I’m fortunate to have my groceries delivered and was delighted to find this bunch of freesias for a mere £2.50 – bargain!
Combining ink drawings with watercolours is new for me and I anticipate continuing along this path, experimenting further. Using ink is such a joy so I will press on towards producing the images that are more in keeping with those that scramble around in my brain.
I’ve always wanted to paint flowers but held back because for some nebulous reason I feared they would be too difficult. Sometimes you just have to go for it. Watercolour is utterly perect for painting flowers!
These Crocosmias (I had to look them up) were painted on dry paper using luscious, raw, thick watercolour paint, straight out of the tube. Before the paint dried, I went back in with a clean, damp brush to tease out the colour. A brush handle dipped in the paint became a handy mark maker.

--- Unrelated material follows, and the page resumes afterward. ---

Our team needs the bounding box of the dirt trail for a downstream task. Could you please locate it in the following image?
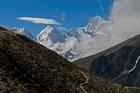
[77,70,89,93]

One of my biggest challenges is knowing when to stop; I’ve ruined so many paintings at the last minute – although on this occasion I managed to step back in time….just.
This Hydrangea sketch is my attempt to defy indications that the British summer has already bowed out. It’s still July and I’m not ready to put my sandals and sunglasses away just yet.
Based loosely on the principles of negative painting, I worked around the petals and leaves to define their shapes and bring them forward.
Transparent colours were used as several layers of increasingly deeper tone are required to develop the shapes.
For quick reference I use a Winsor & Newton chart of hand-painted professional waercolours which has proved invaluable to me. It not only clearly demonstrates what each colour looks like from intense to watery pale, but it also lists whether they are transparent, semi-transparent or opaque. It also saves me the bother of making my own chart.
It is important to allow the paint to dry properly between each glaze…something I’m particularly bad at.
While you’re here I may as well rid my heaving bosom of something that still has me simultaneously wincing and fuming.
A recent television program documented preparations for an exhibition at the Leopold Museum in Vienna where some witless noodle made the sorry decision to show self-absorbed Tracey Emin’s gratuitous tosh alongside my favourite artist, Egon Scheile (cue audible ey-roll). Really? You just couldn’t make it up. It was embarrassing.
Emin, as inebriated by her own suppurating ego as by the liquor she guzzles, is so trapped by her urge to shock that the outrage she strives for has become a cliché. Her teeth-suckingly offensive ‘work’ has no correlation to art and I freely throw prejudicial cups of tea in the direction of those who confuse art with self-publication.
It’s hard to believe that people pay to stare at this excruciatingly crude fakery and that those who part with vast sums of money to own this pointless, ugly stuff are educated people. The joke is on them. It is freak art masquerading as originality. Self-indulgent clap-trap and most of us have her sussed.
You can probably tell that I consider Emin and her ilk to have all the appeal of a flatulent dog in a lift.
I don’t have her millions nor her obtuse, fawning devotees, but I am confident that whatever I paint will always have more merit than anything Tracely Emin can do.
My husband is right – I do morph into curmudgeonly Victor Meldrew on this subject.
As an antidote to all that negativity – inspired by flower paintings by artist friends who make it look much easier than it is – herewith some sketches where I trusted the paint and allowed the water to do the work. Marks were also made using the brush handle.